My role in the Namibia project during the internship largely consisted in creating a new dataset using Namibia’s trade data to identify and compare the two approaches to industrial diversification. Based on Klinger et al (2008), I worked on the analysis, refined it with members of the team and external experts, and then presented my work to the counterparts. My findings were used in the policy recommendations made by the Growth Lab team to the Government of Namibia.

These are just a few highlights of what I learned:

  • Analysis is a stronger piece of evidence than intuitive arguments: During my internship, I helped advance the agenda by identifying the top 50 industries that should be prioritized following a beneficiation strategy, and preparing a graph that contrasted them vis-à-vis the industries identified in the economic complexity report within the same product space. The graph showed how beneficiation is "as good as random": the prioritized industries require different sets of capabilities and can differ greatly from Namibia’s existing industries. The visual contrast between both strategies made a stronger point than any theoretical discussion.
     
  • History matters, context matters, and public perception matters:  In the MPA/ID program, we learn that policies are not just about what is technically correct. One must take into account political and administrative feasibility.
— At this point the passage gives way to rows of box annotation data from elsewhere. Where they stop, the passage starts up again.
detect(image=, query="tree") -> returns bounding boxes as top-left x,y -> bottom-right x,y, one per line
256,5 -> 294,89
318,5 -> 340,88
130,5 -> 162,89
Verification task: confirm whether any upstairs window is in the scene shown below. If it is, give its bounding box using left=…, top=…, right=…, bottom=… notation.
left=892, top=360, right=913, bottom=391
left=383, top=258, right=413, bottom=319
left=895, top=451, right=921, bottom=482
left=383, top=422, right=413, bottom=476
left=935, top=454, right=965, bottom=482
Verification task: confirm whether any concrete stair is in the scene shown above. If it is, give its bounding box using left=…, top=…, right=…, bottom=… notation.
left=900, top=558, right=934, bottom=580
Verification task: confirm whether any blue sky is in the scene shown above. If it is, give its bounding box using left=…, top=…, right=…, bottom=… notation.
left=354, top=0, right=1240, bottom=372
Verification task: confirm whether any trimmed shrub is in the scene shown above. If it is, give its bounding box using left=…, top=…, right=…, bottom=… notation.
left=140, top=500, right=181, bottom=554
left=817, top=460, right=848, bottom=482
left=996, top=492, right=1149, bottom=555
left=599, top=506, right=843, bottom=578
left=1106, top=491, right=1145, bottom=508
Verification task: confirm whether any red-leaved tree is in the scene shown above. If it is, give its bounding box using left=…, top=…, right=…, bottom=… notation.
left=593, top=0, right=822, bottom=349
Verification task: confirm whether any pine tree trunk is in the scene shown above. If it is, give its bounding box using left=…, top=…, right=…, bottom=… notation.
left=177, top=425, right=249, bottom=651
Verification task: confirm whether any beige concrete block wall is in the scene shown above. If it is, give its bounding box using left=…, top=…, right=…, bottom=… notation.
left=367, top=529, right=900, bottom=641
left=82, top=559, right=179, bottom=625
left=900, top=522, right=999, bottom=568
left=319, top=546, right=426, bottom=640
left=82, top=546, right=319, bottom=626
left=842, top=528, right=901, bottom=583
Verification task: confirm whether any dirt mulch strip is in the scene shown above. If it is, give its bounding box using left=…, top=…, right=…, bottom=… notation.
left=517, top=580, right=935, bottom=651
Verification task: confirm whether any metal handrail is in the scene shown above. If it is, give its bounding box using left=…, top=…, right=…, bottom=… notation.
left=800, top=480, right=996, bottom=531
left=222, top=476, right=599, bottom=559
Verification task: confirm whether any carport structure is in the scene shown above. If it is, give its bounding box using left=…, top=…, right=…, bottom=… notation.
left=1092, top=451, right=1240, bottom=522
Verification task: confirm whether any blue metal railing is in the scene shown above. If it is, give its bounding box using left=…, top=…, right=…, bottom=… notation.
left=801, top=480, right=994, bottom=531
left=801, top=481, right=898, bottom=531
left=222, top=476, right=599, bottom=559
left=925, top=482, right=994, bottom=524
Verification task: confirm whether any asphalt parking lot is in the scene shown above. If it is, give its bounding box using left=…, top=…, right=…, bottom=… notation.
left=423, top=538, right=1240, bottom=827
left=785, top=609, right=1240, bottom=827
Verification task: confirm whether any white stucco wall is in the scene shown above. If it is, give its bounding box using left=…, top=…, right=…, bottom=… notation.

Given the historically salient role of beneficiation in the country, and in the broader South African Development Community, it was politically complex to expect a full shift out from beneficiation, so the team proposed a “middle ground” strategy: following capabilities first, then beneficiating if that's in the optimal set. Some products in the plastics and rubbers product group fit these criteria since they were both directly downstream and in line with the existing set of capabilities.
     
  • It matters not only when assessing policy recommendations, but also when thinking about the messages we want to convey: In Namibia, the Growth Lab recognized that we were outsiders to the country and that our message could be perceived as though we believed that the country was not capable of adding value to its existing industries. Thus, we looked for examples of industries where Namibia currently adds value to imported products (i.e., copper) to make the point that we do believe they are able to add value, but that it did not necessarily have to be to domestic products.
     
  • Every good idea on paper leads to a lot of effort to implement them in order for them to materialize: Many policy recommendations sound reasonable on paper but fail to delve into how policymakers can actually “make it happen” given the existing organizational capacity and institutional setup. To address this natural gap in going from ideas to action, the Growth Lab facilitated the introduction of productivity taskforces and developed a framework of best practices to show how policymaking could be implemented to reduce coordination failures that constrain diversification efforts. As part of this process, we met with counterparts in the GoN to first understand similar efforts in the past to set up such taskforces and we incorporated those learnings into our recommendations.
     
  • You cannot pursue single policies in isolation of other policy priorities. They have to complement each other. Fiscal sustainability and industrial policy had to go hand-in-hand: While diversification is a way of addressing Namibia’s growth and inclusion challenges, the team was also very aware of the fiscal constraints that the GoN currently faces. To that end, we argued that a beneficiation strategy was likely to require more fiscal resources given the big push needed to develop new capabilities. Similarly, a key best practice for the implementation of productivity taskforces is that they should not focus on measures that increase profits for firms (i.e., tax benefits), but on measures that help increase overall productivity.